Der Beschwerdeführer sieht sich durch den angefochtenen Bescheid in seinen Rechten dadurch verletzt, daß ihm zu Unrecht Verstöße gegen §§ 3 Abs. 1, Abs. 2 und Abs. 6 sowie 4 Abs. 1 ADV als auch zu Unrecht ein vorsätzlicher Verstoß gegen § 3 Abs. 7 ADV angelastet wird. Er sieht sich weiter durch Verfahrensmängel (Nichtbeischaffung der Niederschriften der UN-Militärpolizei trotz Antrag und mangelhafte Begründung bezüglich der Lösung der Rechtsfrage) verletzt.
In Ausführung dieses Beschwerdepunktes bringt der Beschwerdeführer unter dem Gesichtspunkt einer Rechtswidrigkeit des Inhaltes zunächst vor, ein Verstoß gegen § 3 Abs. 1 ADV könne nur darin erblickt werden, daß er durch die ihm zur Last gelegte Handlung nicht alles unterlassen habe, was das Ansehen des Bundesheeres beeinträchtigen könne. Die Subsumtion unter § 3 Abs. 1 ADV sei aber fehlerhaft: Im Vergleich mit § 3 Abs. 7 ADV stelle sich deren Abs. 1 nämlich als Generalnorm dar. § 3 Abs. 7 ADV, der - wie im Beschwerdefall gegeben - auf ein äußeres Verhalten des Soldaten abstelle, gehe nach den Grundsätzen der Spezialität dem § 3 Abs. 1 leg. cit. vor. Die ihm zur Last gelegte Tat könne daher in objektiver Hinsicht nur § 3 Abs. 7 ADV unterstellt werden.

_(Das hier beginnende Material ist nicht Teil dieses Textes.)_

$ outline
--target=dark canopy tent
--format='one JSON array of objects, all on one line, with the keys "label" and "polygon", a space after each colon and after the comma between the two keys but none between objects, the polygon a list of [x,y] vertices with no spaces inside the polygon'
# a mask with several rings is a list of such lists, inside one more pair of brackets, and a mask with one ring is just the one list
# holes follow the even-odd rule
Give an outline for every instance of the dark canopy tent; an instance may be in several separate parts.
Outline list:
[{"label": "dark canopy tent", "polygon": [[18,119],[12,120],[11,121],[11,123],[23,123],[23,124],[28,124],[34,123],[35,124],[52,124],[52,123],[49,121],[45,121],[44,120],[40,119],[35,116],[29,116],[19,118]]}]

Zutreffend hat der Beschwerdeführer darauf hingewiesen, daß sein Verhalten bei Anwendung des § 3 Abs. 1 ADV von vornherein nur der in deren zweiten Satz normierten Dienstpflichtverletzung "Ansehensverlust des Bundesheeres" (1. Tatbestand) zugeordnet werden könnte. Dies hat die belangte Behörde auch offenbar in Auseinandersetzung mit dem Berufungsvorbringen des Beschwerdeführers (partielle Anerkennung der Schädigung des Ansehens des Bundesheeres) so gesehen, sodaß davon auszugehen ist, daß dem Beschwerdeführer auch nur diese Dienstpflichtverletzung zur Last gelegt wurde. Insoferne ist der unklare Spruch aus der Begründung des angefochtenen Bescheides einschränkend auszulegen. Es trifft zu, daß nach dem Wortlaut die in § 3 Abs. 1 Satz 2 ADV umschriebene Verhaltensweise (Beeinträchtigung des Ansehens des Bundesheeres) auch für den Soldaten "außer Dienst" in Betracht kommt, fehlt doch der sonst in § 3 ADV mehrfach einschränkend verwendete Begriff "im Dienst" (vgl. z.B. § 3 Abs. 3 und 5, aber auch § 3 Abs. 7 leg. cit., der die Wendung "in oder außer Dienst" enthält). Dazu kommt noch, daß zwischen dem ersten und dem zweiten Satz des § 3 Abs. 1 ADV ein innerer Zusammenhang besteht. Nun bezieht sich aber der erste Satz dieser Regelung zweifellos auch insoweit auf den sich "außer Dienst" befindlichen Soldaten, als dieser seiner Pflicht zu jederzeitiger Diensterfüllung in diesem Fall bei entsprechendem Anlaß dadurch nachzukommen hat, daß er alles nach der jeweiligen Situation Zumutbare zu unternehmen hat, um das Wiederaufnehmen seiner dienstlichen Verwendung sicherzustellen (z.B. Kontaktaufnahme mit der eigenen Einheit; Melden bei der nächsten militärischen Dienststelle usw.). Lege non distinguente umfaßt daher § 3 Abs. 1 Satz 2 1. Tatbestand ADV auch das außerdienstliche Verhalten des Soldaten.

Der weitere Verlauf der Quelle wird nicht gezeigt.